David Nybakke said...

...and then come, follow me. (Mark 10:21)

Correct me if I'm wrong here, but Christianity is not just a check list that once "you" (there is an interesting subject) mark in a box your attendance in church you can claim some sort of status - I've made it, no more study or work. This message of meeting folks where they are is nice, all warm-&-fuzzy, but isn't it also about getting "hooked-up" with the Church for a journey that follows Christ and the God of Abraham, Isaac and Jacob? (Woooo, and what a ride it is.)

The human tendency for complacency is boundless, if I can say it that way, so I think we need to see the Church as leader and healer and teacher - staying faithful, obedient and disciplined as the Body of Christ. We not only find rest and comfort, but we are each CALLED out to a ministry for the grace of giving of our talents (how stifled and sour we would become if we don't allow our gifts to flow out to others). We are graced with talents and within the Church we are graced with an outlet to make use of those talents by reaching out to others.

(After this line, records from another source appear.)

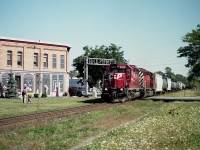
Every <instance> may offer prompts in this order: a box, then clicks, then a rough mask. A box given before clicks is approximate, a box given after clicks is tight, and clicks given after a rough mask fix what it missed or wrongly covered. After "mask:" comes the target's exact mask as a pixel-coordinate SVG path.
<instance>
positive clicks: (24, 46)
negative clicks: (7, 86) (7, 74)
mask: <svg viewBox="0 0 200 150" xmlns="http://www.w3.org/2000/svg"><path fill="white" fill-rule="evenodd" d="M8 50H10V51H12V66H8V65H7V51H8ZM18 51H21V52H22V66H19V65H18V64H17V53H18ZM34 53H38V67H34V64H33V61H34ZM44 53H45V54H48V68H44V67H43V54H44ZM53 54H56V56H57V59H56V64H57V66H56V68H52V55H53ZM60 55H64V58H65V67H64V68H63V69H61V68H60ZM0 69H6V70H11V69H12V70H27V71H48V72H69V52H68V48H67V47H63V46H54V45H53V46H49V45H41V44H37V43H35V44H32V43H24V42H20V41H19V42H10V41H0Z"/></svg>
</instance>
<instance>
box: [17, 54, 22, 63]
mask: <svg viewBox="0 0 200 150" xmlns="http://www.w3.org/2000/svg"><path fill="white" fill-rule="evenodd" d="M17 65H18V66H22V52H18V53H17Z"/></svg>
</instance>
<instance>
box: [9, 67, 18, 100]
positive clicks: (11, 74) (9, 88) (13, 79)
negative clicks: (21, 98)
mask: <svg viewBox="0 0 200 150" xmlns="http://www.w3.org/2000/svg"><path fill="white" fill-rule="evenodd" d="M8 75H9V80H8V92H7V97H8V98H17V85H16V81H15V79H14V77H13V73H12V71H11V72H10V73H9V74H8Z"/></svg>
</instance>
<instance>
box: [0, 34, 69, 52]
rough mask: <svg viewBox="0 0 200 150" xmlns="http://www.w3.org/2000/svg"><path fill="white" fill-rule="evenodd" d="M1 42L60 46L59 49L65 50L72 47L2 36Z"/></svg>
mask: <svg viewBox="0 0 200 150" xmlns="http://www.w3.org/2000/svg"><path fill="white" fill-rule="evenodd" d="M0 41H8V42H18V43H28V44H38V45H47V46H58V47H65V48H68V49H70V48H71V46H70V45H69V44H61V43H52V42H44V41H40V40H39V41H34V40H25V39H18V38H9V37H1V36H0Z"/></svg>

So the Church meets all at where they are at, sinful and in need, leads us through healing and teaching to exercise our gifts for the other and Other.

...and then come, follow me.

ScottDinsmore said...

Dear Massketeers and Readers,

I appreciate the above emphasis on membership in the Catholic faith requiring a lifelong journey based on personal connection.

I am 32 y.o. bachelor, which doesn't seem unusual in big cities. While I THEORETICALLY want/yearn for connection, I feel threatened by the commitments, as men are wont to say.

In my mind's ratio, which help make action possible, the LOVE OF CONNECTION must be greater than the fear of losing autonomy. Prayer is the tool to increase the love. What else?

Athos said...

One needs to be fairly careful when it comes to judging what is going on in the heart, mind and life of someone we may simply see as a church-goer.

Two went up to attend noonday Mass:

One prayed,

"Lord, thank you for not making me like that rabble over there. I tithe, I make sandwiches for Jesus House, I support avantgarde indie Franciscan filmmakers ... and read French literary critics-turned-anthropologists."

The other stood, beating his chest, praying,

"Lord, have mercy on me, a sinner."

One went home justified. (Luke 18:9-14)

Appearances can be vvery deceptive, my dear Aramis. But being a member in full communion with the Catholic Church is a good place to be - cradle, convert, revert or otherwise.

Ex opere operato!

Porthos said...

Nice, Ath.

Welcome Scott Dinsmore! Does the registration process actually work now? It must be Aramis whom we have to thank for that. Raise a sword to Aramis!